A medida se antecipa a episódios recentes no Rio: em 8 de dezembro a Alerj revogou a prisão do ex‑presidente Rodrigo Bacellar por votação da assembleia, e Bacellar voltou a ser preso em 27 de março em novo mandado expedido por Moraes. Antes, o caso envolvendo Thiego Raimundo dos Santos Silva, o 'TH Joias', já havia sido o primeiro capítulo da operação que investiga ligação entre parlamentares e lavagem de dinheiro do crime organizado.
Na decisão, o ministro aponta uma 'degeneração institucional' no uso da imunidade parlamentar: em 13 prisões de deputados estaduais por crimes sem relação com o mandato, 12 tiveram a detenção afastada pelas assembleias. Moraes conclui que o quadro favorece impunidade e estimula candidaturas de fachada por membros de facções, pedindo que a Primeira Turma do STF, sob o comando do ministro Flávio Dino, reavalie e referende o entendimento em sessão virtual.

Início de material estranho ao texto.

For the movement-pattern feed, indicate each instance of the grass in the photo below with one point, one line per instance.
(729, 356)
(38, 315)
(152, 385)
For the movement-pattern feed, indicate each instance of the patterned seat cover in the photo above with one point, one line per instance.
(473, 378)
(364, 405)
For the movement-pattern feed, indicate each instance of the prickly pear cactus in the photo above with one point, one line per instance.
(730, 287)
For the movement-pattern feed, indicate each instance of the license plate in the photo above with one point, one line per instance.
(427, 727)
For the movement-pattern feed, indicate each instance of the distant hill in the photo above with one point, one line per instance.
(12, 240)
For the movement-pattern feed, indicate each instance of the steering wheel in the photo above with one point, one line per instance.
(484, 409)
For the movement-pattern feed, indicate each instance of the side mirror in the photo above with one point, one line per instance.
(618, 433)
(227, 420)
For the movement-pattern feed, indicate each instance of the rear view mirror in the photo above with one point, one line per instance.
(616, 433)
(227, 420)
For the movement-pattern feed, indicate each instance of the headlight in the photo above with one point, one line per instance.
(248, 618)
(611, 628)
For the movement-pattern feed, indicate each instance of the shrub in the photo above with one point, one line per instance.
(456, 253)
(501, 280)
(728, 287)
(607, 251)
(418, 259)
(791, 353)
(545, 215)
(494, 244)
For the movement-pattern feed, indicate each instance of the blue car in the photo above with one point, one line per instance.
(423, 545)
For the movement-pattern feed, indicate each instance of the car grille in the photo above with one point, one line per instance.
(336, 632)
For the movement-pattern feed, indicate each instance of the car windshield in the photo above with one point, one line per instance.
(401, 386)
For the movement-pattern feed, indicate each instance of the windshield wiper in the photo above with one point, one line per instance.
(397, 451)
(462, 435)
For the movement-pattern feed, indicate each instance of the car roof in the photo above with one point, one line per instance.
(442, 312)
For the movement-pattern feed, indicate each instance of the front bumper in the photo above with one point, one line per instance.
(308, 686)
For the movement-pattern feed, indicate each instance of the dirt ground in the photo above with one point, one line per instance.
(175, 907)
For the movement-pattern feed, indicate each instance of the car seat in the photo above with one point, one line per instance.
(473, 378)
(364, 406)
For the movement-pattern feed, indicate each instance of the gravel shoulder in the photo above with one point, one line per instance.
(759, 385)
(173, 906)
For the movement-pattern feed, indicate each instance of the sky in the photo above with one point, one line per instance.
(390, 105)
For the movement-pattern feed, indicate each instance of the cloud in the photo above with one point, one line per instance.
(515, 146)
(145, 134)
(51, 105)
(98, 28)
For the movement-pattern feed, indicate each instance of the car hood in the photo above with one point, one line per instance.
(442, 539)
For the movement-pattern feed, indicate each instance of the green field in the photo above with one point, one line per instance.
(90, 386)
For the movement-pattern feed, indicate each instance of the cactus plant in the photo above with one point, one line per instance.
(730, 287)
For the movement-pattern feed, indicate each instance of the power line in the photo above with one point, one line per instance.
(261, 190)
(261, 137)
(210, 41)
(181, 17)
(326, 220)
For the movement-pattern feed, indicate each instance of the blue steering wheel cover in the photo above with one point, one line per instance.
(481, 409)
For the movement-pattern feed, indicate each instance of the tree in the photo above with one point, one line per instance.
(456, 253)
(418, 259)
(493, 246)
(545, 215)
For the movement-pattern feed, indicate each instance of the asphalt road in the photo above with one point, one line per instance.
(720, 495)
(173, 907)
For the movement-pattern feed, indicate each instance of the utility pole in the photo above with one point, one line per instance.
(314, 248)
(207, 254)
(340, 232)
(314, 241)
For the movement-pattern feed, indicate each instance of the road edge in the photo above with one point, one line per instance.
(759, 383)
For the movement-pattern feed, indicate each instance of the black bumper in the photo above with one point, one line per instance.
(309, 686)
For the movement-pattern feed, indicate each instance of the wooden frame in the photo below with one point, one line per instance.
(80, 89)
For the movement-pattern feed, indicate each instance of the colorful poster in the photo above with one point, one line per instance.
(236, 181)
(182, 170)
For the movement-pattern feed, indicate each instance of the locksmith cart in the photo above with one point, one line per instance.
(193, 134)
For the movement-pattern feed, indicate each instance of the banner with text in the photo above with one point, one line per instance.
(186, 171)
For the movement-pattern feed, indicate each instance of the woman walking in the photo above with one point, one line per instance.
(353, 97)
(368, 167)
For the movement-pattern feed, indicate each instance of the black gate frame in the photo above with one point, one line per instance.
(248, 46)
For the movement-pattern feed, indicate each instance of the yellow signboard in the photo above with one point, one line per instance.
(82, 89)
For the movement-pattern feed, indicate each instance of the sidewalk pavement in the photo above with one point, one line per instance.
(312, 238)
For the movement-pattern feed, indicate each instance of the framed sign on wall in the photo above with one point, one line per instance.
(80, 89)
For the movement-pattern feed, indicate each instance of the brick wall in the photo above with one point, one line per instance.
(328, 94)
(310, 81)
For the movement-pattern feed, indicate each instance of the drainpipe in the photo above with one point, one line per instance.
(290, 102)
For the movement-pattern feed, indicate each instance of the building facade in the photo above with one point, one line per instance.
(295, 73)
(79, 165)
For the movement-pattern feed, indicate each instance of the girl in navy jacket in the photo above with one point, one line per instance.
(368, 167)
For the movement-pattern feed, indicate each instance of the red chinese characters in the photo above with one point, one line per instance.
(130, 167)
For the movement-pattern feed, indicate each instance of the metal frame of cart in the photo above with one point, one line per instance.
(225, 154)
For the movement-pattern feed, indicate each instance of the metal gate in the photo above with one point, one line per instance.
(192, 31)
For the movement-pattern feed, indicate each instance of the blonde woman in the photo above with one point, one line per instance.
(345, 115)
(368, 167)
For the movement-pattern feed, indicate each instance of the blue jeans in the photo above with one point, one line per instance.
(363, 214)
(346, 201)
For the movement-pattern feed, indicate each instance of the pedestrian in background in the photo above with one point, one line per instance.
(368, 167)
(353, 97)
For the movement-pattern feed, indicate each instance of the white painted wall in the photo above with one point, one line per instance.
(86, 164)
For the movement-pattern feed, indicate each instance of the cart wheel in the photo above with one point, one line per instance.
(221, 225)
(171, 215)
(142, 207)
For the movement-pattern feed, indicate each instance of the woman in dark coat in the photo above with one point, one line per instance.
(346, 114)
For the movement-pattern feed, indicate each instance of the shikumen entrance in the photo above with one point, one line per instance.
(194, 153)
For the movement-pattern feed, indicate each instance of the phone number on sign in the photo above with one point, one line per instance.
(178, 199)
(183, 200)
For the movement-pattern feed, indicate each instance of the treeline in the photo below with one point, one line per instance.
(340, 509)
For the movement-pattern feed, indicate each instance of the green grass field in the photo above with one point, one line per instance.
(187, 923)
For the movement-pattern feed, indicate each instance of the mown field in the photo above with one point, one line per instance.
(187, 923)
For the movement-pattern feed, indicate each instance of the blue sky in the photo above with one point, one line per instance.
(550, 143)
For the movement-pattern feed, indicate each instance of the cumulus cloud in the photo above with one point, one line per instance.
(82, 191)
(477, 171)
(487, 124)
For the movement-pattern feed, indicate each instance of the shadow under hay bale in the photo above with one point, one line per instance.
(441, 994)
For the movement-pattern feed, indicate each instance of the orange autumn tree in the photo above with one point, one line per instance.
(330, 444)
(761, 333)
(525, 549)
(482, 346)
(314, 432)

Além do impacto jurídico, a decisão tem custo político claro: encurta a margem de manobra das assembleias estaduais para proteger deputados investigados e eleva a pressão sobre partidos e lideranças que toleram ou se beneficiam de alianças com figuras com histórico criminal. Para o sistema de Justiça, abre caminho a um endurecimento contra usos corporativos da imunidade; para a política fluminense, amplia a crise de confiança em instituições que, na visão do STF, vêm atuando como freios à responsabilização.